Checking the Drivetrain
On a flat surface I jack up one corner of the truck under the A-arm to get the tire just off the ground.
I go under the truck and look at the half shaft as it comes out of the geared hub. I move the tire back and forth a bit and watch the half shaft. If I can move the tire and the half shaft doesn't immediately move I know I have free play in the geared hub.
Next do the same thing looking at the half shaft as it comes out of the geared hub. Watch the brake rotor. When I rotate the tire back and forth and the input side of the half shaft moves I see if the brake rotor is moving with the half shaft. If it isn't the half shaft has free play You might want to grab the rotor and move it while watching the half shaft at the hub.
Next I put a screw driver in the U joint on the input side of the diff and try to turn the diff. If the U joint is bad you will get free play/ wiggle in the joint. You can check all the U joints this way.
You can check your transfercase by moving the tire back and forth. Watch where the front drive shaft enters the transfer case. The front drive shaft will rotate back and forth taking up slack in the chain and planetary gears in the case. It's not unusual for the drive shaft to rotate back and forth 3/8" on a good case. If you hear the chain hitting the inside of the case you definitely need a new chain.

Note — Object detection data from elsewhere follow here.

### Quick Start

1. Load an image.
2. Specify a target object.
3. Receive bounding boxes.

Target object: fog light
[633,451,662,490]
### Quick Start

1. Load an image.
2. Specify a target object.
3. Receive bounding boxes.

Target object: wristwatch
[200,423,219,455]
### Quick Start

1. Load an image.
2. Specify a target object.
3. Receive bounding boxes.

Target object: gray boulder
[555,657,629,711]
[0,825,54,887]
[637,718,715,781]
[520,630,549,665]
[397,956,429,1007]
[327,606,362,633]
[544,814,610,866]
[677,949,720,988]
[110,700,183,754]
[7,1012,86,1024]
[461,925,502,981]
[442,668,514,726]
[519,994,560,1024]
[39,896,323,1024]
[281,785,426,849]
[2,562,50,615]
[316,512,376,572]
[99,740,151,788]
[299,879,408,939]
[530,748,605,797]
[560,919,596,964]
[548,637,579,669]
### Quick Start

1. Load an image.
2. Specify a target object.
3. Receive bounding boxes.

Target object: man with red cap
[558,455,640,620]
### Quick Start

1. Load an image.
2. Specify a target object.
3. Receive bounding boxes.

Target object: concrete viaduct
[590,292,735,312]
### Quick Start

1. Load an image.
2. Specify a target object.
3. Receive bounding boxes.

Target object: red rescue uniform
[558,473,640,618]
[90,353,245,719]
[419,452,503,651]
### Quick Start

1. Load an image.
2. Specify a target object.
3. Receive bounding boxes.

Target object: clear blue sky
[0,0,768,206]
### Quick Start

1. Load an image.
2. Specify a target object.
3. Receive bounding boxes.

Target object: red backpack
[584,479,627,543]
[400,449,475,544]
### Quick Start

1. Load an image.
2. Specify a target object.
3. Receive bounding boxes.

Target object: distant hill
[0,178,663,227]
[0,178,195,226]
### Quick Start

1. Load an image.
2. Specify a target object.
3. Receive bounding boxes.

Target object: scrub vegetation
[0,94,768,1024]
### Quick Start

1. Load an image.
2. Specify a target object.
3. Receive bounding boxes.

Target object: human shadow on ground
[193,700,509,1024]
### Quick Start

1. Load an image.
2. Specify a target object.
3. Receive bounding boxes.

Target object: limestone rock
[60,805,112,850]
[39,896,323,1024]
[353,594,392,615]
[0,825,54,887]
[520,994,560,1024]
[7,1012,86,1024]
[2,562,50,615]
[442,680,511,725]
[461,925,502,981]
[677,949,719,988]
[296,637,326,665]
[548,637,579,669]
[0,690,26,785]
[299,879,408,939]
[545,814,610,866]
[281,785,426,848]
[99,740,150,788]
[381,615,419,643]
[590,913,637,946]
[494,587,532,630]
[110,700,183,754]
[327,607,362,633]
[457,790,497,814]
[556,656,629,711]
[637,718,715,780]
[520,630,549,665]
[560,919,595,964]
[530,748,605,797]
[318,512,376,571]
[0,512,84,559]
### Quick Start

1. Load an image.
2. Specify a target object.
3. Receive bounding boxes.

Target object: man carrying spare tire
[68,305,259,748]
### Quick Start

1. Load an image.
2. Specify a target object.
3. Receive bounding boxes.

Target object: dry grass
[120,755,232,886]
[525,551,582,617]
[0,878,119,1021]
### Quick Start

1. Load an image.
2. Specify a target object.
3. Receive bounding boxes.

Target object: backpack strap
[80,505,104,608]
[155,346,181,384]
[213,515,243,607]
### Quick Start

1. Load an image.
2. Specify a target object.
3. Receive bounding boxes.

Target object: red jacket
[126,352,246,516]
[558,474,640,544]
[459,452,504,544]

Then I chock the wheels that are still on the ground and put the transfer case in Neutral. If you don't chock the wheels the truck will roll. I rotate the drive shaft watching for free play in the U joint as it enters the diff. As you turn the drive shaft watch the brake rotors for movement. If you can turn the drive shaft back and forth a bit and don't see movement in the output / rotors then you have free play in the diff. You can grab the rotor and drive shaft and move both to detect free play
It's not unusual to have some free play Only experience will tell you if there is too much. If you do all 4 corners you should find differences. If you find one diff much looser then the other then you may have a problem. If one half shaft is tight and another has 1/4" of free play then you need a new half shaft
I've found that new half shafts don't have any discernable free play. Half shafts on high mileage trucks may have a little bit of movement. U joints shouldn't have any free play. Geared hubs have a little detectable free play Differentials seem to be a big variable. In my opinion the tolerance of the diff's from the factory is pretty loose.
Another important item to check is the brake caliper brackets. These brackets attach to the differential with 2 large bolts. If they work lose your brakes will literally fall off. Before that happens the bolt head will back out and contact moving parts which will let you know fast. I've seen this in a number of trucks. When I do a brake job I always check for this. It first showed up as a medium pitched clunk when I would back out of my garage first thing in the morning. After awhile it became frequent until I found it. The noise is the bracket moving back and forth as the brakes are applied. You can stick a screwdriver and try to pry on it to see if it's lose.
Another thing I do to check the drive train is to make sure the calipers are lose by prying the brake pads back. Stick a screwdriver in the end of the rotor and move it right to left. If it moves around you may have worn diff output bearings.